By Tech. Sgt. John Hughel
142nd Fighter Wing Public Affairs
PORTLAND, Ore. (1/19/13) – After more than 15 years of negotiations between the Port of Portland and the Oregon National Guard, a ceremonial signing of a 50-year lease will allow the Oregon Air National Guard's 142nd Fighter Wing to continue to operate from the Portland International Airport in Portland, Ore., officials said.
The signing ceremony, held Wednesday at the Portland Air National Guard Base, was a "historic and momentous event," according to U.S. Sen. Ron Wyden, D-Ore., who joined leadership from the Port and the Oregon National Guard.
The ceremony was held inside the Rosenbaum Hangar at the base, with one of the Fighter Wing's F-15 Eagles and a large American flag serving as the backdrop. The event site was symbolic as it will be part of the property turned over to the Port in the near future.

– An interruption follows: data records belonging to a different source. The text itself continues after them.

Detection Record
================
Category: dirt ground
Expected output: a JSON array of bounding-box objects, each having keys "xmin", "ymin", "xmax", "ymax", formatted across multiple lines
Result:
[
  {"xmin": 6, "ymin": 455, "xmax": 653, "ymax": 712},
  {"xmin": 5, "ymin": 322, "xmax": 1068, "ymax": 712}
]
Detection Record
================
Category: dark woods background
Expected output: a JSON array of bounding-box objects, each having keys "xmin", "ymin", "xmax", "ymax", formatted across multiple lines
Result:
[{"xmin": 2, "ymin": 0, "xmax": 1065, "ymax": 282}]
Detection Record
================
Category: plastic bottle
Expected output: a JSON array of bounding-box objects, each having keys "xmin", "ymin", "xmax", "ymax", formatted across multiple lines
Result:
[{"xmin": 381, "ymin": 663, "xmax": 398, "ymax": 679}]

"Today we celebrate a 50-year commitment going forward between the Port of Portland and our nation's military," Wyden said. "We have now secured this facility to protect this country and Oregon for the next half century and that is why this ceremony today is so special."
The process to land this historic agreement involved years of proposals by both sides and careful negotiations, Port officials said.
The Oregon National Guard has been leasing land from the Port of Portland since 1949, and has operated out of Portland for more than 70 years.
With Wyden's support in Congress, the new lease will allow the 142nd Fighter Wing to continue their mission of Aerospace Control Alert, which maintains security over the Pacific Northwest.
"This agreement also paves the way for future growth and other missions here, as well as being creative and to look at new environmental innovations," Wyden said.
The Portland Air National Guard Base employs nearly 1,500 military and civilian personnel, with an annual payroll of $44 million.
Maj. Gen. Raymond F. Rees, Oregon's adjutant general, who introduced Wyden, also expressed his appreciation for the Airmen who work at the Portland Air Base.
"To the Airmen here today, this ceremonial event is for you and your future," Rees said. "You come to work here every day no matter what the job, and contribute to the security of our nation and state."
As part of the lease agreement, the Oregon Air National Guard will reduce its existing 240 acres of land to 195 acres over the next 20 years. If the Port of Portland chooses to expand, or add a third runway, the size of the base would further reduce to 128 acres, but no changes would take place until 2043.
"This lease was absolutely vital to the future of 142nd Fighter Wing and the Oregon Air National Guard," Rees added.
Under the joint agreement, the military will pay $368,000 annually for use of taxiways and runways, and $60,000 annually toward the operation and maintenance of the Port of Portland's deicing storm water runoff collection system.
While addressing those at the ceremony, Port of Portland Executive Director Bill Wyatt asked Rees if the F-15 parked in the hangar behind the speaker's podium would be included with the agreement.
"It would be great to have one of these airplanes," he said, amid laughter from the audience.
The spirit of cooperation was instrumental in bringing the final lease agreement to the signing ceremony, planners said.
"This is a great day for the Port of Portland, a great day for the Air National Guard and a great day for our nation," Wyatt said.
Attending the ceremony via video teleconference was Kathleen Ferguson, the U.S. Air Force deputy assistant of installations, at the Pentagon. She has been instrumental in helping to craft the new lease.
"I first would like to thank the service members of the 142nd Fighter Wing for their service to our nation and to those serving before you," she said. "The signing of the lease today represents a true partnership through cooperation, perseverance and teamwork between those who have been working over the past 15 years," Ferguson said.
Nearly 1,100 personnel are headquartered at the Portland Air National Guard Base. The 142nd Fighter Wing patrols the airspace from the Canadian border to central California as part of its Aerospace Control Alert mission. Since September 11, 2001, the 142nd Fighter Wing has flown more than 37,000 hours to ensure the Pacific Northwestern skies remain safe.